Chi ha scritto l’articolo forse ignora che l’azione disciplinare nei confronti di un poliziotto – pur autonoma e distinta da quella penale – non può essere esercitata prima che l’Amministrazione prenda piena cognizione dei fatti dall’Autorità Giudiziaria che procede.

Nessun “maldestro tentativo” di rendere la vita facile a chicchessia ma semplice rispetto delle regole. Appena giuridicamente possibile saranno dunque intrapresi, senza indugio, i provvedimenti disciplinari del caso anche in riferimento alla eventuale falsa acquisizione di titoli accademici utilizzati per la progressione in carriera.

Rammento inoltre che l’azione disciplinare è prerogativa del Questore pro tempore della provincia dove presta servizio il dipendente. Il vicario in qualità di presidente del consiglio provinciale di disciplina (tra l’altro dubito l’attuale, in ragione delle tempistiche del procedimento penale) ove fosse a qualsiasi titolo coinvolto nell’inchiesta, sarebbe in evidente posizione di incompatibilità.

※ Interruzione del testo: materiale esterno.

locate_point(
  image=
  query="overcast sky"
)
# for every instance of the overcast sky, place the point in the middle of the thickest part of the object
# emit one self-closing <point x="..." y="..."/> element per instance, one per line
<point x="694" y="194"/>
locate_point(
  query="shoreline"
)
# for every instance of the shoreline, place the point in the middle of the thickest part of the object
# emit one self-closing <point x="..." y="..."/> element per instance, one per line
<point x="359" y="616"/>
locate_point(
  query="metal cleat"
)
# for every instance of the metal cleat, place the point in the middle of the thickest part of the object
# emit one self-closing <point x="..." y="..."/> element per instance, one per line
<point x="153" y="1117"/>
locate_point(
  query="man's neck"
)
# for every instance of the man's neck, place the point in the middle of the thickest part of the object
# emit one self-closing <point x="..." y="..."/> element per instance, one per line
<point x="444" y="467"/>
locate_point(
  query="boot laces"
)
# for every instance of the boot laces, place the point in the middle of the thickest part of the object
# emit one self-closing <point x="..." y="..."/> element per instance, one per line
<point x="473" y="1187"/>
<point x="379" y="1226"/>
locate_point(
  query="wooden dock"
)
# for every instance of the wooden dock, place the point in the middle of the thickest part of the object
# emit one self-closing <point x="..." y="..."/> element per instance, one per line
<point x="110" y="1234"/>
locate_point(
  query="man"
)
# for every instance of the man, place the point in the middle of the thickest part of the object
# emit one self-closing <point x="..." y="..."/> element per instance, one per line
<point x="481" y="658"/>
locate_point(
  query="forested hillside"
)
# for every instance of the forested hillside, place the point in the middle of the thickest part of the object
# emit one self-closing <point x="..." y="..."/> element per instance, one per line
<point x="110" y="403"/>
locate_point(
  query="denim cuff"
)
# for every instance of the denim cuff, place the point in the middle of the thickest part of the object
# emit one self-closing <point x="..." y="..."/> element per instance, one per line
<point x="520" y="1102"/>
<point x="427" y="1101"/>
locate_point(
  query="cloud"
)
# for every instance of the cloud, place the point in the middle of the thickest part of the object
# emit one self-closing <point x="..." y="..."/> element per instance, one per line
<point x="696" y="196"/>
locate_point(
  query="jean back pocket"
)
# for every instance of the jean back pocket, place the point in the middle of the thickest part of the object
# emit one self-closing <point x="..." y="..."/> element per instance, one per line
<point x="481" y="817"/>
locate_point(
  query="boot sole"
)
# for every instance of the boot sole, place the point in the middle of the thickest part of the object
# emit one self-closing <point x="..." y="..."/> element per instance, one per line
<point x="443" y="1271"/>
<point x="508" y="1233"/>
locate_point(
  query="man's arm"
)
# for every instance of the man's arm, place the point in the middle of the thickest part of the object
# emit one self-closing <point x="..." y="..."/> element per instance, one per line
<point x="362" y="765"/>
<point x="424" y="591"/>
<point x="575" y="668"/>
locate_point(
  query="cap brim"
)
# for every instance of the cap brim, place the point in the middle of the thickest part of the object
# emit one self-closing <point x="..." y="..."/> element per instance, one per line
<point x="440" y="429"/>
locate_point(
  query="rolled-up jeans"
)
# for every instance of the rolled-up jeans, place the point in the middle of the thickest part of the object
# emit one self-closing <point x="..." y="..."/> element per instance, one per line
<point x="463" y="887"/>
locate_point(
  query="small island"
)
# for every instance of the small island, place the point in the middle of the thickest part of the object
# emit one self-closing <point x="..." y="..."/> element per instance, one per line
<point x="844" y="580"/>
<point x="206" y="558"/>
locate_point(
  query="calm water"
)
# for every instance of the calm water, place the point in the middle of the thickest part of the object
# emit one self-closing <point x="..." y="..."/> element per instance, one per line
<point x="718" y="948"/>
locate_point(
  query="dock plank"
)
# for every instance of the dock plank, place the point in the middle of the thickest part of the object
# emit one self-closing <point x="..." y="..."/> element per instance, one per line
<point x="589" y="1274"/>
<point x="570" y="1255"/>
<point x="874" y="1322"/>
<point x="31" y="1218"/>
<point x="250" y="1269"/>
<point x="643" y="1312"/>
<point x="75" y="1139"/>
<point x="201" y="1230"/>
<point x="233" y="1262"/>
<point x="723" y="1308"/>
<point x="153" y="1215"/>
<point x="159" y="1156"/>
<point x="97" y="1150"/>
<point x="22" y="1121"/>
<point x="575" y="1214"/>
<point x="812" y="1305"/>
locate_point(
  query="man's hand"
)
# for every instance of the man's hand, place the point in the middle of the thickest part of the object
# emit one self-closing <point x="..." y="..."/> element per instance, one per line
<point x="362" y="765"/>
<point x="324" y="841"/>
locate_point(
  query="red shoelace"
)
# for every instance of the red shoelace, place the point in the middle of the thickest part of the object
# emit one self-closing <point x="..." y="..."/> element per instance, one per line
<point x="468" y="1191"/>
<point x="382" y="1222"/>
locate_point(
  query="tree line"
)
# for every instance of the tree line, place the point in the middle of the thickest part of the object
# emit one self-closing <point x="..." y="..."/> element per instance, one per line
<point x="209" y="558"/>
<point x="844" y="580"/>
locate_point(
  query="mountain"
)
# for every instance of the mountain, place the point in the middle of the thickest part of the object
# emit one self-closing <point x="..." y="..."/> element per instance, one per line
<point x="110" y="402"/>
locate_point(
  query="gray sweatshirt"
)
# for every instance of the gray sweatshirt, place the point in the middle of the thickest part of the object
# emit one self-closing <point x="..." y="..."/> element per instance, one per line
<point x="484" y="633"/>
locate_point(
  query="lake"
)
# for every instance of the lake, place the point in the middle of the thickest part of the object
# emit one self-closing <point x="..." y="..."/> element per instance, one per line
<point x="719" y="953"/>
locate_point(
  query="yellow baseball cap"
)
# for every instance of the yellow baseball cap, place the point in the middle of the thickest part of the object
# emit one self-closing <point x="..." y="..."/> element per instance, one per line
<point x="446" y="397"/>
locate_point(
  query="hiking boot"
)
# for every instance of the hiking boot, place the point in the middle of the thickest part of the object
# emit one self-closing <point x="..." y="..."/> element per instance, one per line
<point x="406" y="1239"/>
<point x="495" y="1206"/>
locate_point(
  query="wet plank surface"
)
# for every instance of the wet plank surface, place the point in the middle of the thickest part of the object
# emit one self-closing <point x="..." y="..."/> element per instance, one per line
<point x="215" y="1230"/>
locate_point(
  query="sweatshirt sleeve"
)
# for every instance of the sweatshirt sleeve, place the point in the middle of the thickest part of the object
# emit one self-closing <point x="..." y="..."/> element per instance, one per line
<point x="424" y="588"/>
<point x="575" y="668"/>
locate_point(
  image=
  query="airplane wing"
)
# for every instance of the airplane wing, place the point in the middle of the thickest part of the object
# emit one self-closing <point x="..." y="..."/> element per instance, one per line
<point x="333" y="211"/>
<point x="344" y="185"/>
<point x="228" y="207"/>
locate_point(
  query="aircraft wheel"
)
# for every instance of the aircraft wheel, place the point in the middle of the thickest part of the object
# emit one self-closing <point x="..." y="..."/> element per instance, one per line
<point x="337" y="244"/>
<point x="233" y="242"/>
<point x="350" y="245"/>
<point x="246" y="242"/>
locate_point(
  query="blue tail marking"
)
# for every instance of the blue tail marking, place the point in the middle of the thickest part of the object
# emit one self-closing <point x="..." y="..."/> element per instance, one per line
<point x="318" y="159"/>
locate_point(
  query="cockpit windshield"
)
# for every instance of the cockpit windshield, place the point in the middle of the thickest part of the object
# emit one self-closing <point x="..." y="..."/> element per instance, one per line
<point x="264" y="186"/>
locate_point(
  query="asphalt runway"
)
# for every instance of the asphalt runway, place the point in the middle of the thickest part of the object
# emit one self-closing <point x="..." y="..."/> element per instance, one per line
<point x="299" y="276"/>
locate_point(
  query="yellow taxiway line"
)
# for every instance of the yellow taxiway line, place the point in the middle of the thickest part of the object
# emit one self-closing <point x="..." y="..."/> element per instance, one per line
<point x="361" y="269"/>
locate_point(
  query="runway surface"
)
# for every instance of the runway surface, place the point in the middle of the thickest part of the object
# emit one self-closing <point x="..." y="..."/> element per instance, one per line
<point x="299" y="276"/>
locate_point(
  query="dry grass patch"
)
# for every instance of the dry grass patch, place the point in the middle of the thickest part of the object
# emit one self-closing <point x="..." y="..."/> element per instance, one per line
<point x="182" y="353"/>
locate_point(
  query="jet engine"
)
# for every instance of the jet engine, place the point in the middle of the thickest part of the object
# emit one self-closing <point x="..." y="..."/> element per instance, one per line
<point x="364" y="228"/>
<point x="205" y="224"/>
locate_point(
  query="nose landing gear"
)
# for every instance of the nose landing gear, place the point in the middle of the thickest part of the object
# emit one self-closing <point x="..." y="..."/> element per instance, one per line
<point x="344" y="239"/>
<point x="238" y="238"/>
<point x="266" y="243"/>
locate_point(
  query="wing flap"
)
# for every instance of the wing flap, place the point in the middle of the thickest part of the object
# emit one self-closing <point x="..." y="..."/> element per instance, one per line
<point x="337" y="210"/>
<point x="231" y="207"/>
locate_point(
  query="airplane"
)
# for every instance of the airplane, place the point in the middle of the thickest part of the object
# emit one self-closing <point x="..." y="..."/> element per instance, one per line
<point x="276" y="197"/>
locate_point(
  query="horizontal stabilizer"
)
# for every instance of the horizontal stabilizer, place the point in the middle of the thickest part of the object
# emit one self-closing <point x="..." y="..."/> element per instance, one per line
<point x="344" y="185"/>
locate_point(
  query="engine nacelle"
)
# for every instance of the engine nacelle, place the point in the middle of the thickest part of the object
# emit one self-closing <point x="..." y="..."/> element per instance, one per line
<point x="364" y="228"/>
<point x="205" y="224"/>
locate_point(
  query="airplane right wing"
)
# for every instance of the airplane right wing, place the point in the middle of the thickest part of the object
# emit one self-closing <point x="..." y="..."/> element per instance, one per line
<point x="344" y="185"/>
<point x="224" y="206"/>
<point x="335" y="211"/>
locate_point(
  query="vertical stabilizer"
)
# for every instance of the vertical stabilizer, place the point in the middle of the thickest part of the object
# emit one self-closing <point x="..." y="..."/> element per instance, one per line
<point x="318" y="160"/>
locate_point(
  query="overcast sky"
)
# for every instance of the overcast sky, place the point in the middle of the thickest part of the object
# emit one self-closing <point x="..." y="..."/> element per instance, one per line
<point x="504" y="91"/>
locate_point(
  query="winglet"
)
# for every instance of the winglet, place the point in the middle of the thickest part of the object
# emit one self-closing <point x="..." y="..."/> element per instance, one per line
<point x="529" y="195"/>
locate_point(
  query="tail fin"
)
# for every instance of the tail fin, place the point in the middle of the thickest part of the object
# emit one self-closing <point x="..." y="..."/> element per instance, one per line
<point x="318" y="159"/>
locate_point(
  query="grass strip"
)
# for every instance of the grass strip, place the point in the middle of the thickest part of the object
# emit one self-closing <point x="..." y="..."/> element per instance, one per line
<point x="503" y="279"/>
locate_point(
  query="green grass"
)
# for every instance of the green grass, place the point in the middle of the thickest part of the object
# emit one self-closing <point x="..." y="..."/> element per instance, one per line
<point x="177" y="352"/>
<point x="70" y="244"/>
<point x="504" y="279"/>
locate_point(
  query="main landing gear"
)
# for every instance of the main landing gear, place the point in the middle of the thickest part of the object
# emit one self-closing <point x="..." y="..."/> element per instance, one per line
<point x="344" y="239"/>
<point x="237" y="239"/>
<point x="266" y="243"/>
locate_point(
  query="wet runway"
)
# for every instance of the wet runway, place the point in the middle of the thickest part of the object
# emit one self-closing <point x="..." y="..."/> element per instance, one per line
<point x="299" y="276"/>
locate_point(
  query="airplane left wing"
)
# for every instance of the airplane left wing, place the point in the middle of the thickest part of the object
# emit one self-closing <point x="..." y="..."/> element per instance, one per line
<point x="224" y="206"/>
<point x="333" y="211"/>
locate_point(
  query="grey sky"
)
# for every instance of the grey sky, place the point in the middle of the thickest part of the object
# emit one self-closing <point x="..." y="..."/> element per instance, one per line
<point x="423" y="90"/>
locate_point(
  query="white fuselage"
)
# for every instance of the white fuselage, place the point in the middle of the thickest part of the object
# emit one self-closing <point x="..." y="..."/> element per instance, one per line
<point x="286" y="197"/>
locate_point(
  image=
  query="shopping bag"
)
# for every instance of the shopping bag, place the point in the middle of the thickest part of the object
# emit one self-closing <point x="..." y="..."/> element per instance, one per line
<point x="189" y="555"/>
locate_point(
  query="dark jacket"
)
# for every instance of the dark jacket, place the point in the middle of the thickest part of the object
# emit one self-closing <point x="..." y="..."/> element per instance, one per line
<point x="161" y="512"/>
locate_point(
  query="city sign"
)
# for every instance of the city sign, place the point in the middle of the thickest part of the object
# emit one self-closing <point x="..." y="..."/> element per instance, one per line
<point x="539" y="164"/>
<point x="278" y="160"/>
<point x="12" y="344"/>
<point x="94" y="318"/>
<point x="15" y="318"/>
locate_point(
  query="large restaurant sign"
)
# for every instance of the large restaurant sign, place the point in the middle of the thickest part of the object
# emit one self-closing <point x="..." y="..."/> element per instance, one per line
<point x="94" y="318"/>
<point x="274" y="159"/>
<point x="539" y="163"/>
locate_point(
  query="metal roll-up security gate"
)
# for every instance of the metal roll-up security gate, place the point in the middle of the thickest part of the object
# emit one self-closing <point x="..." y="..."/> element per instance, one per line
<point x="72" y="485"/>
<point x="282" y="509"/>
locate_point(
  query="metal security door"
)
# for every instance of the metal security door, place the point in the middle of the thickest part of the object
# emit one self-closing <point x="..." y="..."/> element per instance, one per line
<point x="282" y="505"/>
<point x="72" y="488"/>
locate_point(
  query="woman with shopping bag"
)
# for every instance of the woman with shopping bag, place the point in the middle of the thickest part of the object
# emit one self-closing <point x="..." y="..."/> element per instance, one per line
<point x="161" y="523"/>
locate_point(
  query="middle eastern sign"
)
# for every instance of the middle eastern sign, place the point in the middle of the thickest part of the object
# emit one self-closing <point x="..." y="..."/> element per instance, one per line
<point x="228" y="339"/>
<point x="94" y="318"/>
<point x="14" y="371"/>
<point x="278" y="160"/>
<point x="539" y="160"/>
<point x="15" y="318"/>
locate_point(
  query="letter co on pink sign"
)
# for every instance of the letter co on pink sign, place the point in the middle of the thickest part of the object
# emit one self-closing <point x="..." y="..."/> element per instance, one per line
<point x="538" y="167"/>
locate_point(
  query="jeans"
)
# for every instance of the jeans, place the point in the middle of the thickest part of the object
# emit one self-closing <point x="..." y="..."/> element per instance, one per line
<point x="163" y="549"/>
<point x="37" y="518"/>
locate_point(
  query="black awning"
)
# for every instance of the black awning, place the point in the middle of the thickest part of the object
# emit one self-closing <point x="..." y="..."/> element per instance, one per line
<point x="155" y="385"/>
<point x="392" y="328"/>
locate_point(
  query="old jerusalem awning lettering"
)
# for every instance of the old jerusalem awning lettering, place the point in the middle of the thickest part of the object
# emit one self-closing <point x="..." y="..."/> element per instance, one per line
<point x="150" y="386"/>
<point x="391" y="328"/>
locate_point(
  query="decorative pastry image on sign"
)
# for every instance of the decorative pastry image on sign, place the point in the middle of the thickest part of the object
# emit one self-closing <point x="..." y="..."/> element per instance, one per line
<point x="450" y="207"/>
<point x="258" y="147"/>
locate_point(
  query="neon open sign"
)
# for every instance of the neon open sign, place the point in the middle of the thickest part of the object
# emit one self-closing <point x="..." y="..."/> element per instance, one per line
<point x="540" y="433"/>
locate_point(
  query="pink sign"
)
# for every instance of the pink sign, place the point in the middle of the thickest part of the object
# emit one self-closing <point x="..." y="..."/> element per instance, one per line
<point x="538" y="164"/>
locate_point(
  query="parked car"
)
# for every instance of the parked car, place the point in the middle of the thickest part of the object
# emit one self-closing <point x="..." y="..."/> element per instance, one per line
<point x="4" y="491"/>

Un’ultima preghiera Direttore. Sarò ben lieto di far parlare gli Uffici Dipartimentali con il suo giornalista per analizzare insieme i procedimenti disciplinari avviati nei confronti dei “tanti altri sindacalisti non particolarmente allineati”. Categoria sulla cui esistenza, alla luce dell’infondatezza delle altre notizie riportate nell’articolo, mi consenta di nutrire qualche dubbio.